Aug 2, 2007|
Lessons from Warren Buffett - VI
While the world of stocks seems to be tearing apart on US subprime woes, what could be better than to indulge in some thought provoking lessons that can help you, as an investor, in staying calm in such situations of panic. In a previous write-up, we saw Warren Buffett (the 'master') talk about his policies for making acquisitions and how managers tend to overestimate themselves. In this write-up let us see what the investing genius had to offer in his 1982 letter to shareholders.
In what was probably a bull market, Berkshire Hathaway, the master's investment vehicle faced a peculiar problem. By that time, the company had acquired meaningful stakes in a lot of other companies but not meaningful enough for these companies' earnings to be consolidated with that of Berkshire Hathaway's. This is because accounting conventions then allowed only for dividends to be recorded in the earnings statement of the acquiring company if it acquired a stake of less than 20%. This obviously did not go down well with the master as earnings of Berkshire in the 'accounting sense' depended upon the percentage of earnings that were distributed by these companies as dividends.
"We prefer a concept of 'economic' earnings that includes all undistributed earnings, regardless of ownership percentage. In our view, the value to all owners of the retained earnings of a business enterprise is determined by the effectiveness with which those earnings are used - and not by the size of one's ownership percentage."
As for some examples in the Indian context, companies like M&M and Tata Chemicals, which hold small stakes in many companies should not be valued based on what dividends these companies pay to M&M and Tata Chemicals but instead one should arrive at the fair value of these companies independently and that value should be attributed on a pro-rata basis to all the shareholders, whether minority or majority.
While the master tackled accounting related issues in the first few portions of the 1982 letter, the next few portions were once again devoted to the excesses that take place in the market time and again. This is what he had to say on corporate acquisitions and price discipline.
"As we look at the major acquisitions that others made during 1982, our reaction is not envy, but relief that we were non-participants.
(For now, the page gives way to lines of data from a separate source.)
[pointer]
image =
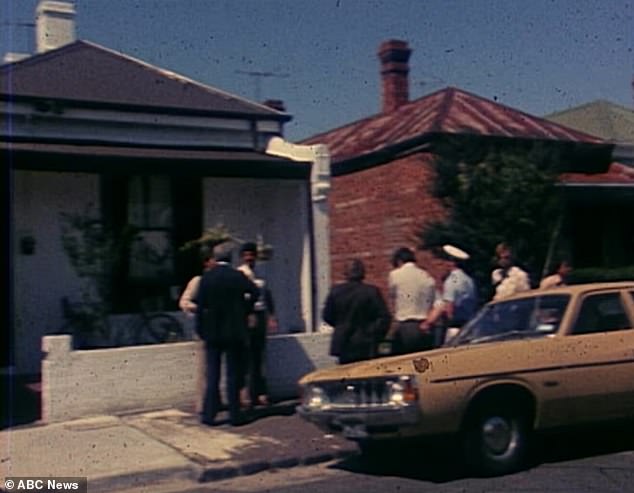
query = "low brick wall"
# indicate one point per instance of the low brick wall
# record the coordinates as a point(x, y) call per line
point(105, 381)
For in many of these acquisitions, managerial intellect wilted in competition with managerial adrenaline. The thrill of the chase blinded the pursuers to the consequences of the catch. Pascal's observation seems apt: 'It has struck me that all men's misfortunes spring from the single cause that they are unable to stay quietly in one room.'"
He further goes on to state, "The market, like the Lord, helps those who help themselves. But, unlike the Lord, the market does not forgive those who know not what they do. For the investor, a too-high purchase price for the stock of an excellent company can undo the effects of a subsequent decade of favorable business developments."
The above comments once again bring to the fore a strict discipline that the master employs when it comes to paying an appropriate price. Infact, as much as his success is built on finding some very good picks like Coca Cola and Gillette, he has never had to sustain huge losses on any of his investment. The math is simple, if you lose say 50% on an investment, to make good these losses, one will have to unearth a stock that will have to rise atleast 100% and that too in quick time. A very difficult task indeed! No wonder the master pays so much attention to maintaining a strict price discipline.